Introduction

Ovarian cancer is the second most common gynecological malignancy in the USA and the most deadly with an estimated 21,980 new cases and 14,270 deaths in 2014 [1]. The current standard of care for advanced ovarian cancer is a combination of cytoreductive surgery and platinum-based chemotherapy [2]. The amount of residual disease after cytoreductive surgery has been repeatedly identified as a strong predictor of survival, and accordingly, the surgical effort to achieve the goal of complete gross tumor resection has been constantly evolving [3]. Notwithstanding the ongoing debate regarding the timing of the maximal surgical effort (primary vs following neoadjuvant chemotherapy), the goal of cytoreductive surgery remains the same [4]. This review will discuss the role of surgery in the treatment of primary epithelial ovarian cancer as it has evolved since the emergence of the concept of surgical cytoreduction [5].

Concept and Evidence

The theoretical benefits of debulking surgery include removal of poorly vascularized tumor where chemotherapeutic agents have poor access as well as the removal of chemoresistant clones leaving behind smaller residual implants with a higher growth fraction which are more susceptible to chemotherapy [6].

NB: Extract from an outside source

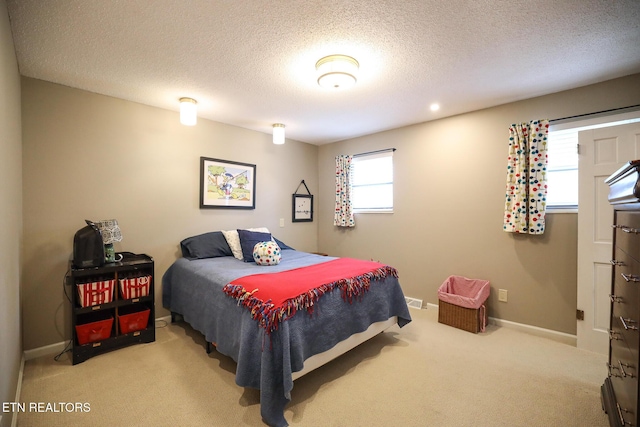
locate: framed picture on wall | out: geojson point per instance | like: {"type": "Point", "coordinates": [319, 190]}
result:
{"type": "Point", "coordinates": [302, 208]}
{"type": "Point", "coordinates": [227, 184]}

Following the seminal report by Griffiths in 1975 [5], overwhelming evidence from multiple institutional retrospective series and pooled data from prospective randomized chemotherapy trials have confirmed the role of cytoreductive surgery in prolonging survival, and the goal of surgery has evolved from optimal tumor residual of <2 cm to a goal of no gross residual disease [717]. In the EORTC randomized controlled trial comparing neoadjuvant chemotherapy vs primary surgery, complete gross resection of all macroscopic disease was the strongest independent variable in predicting overall survival, whether the surgery was performed primarily or following neoadjuvant chemotherapy [4].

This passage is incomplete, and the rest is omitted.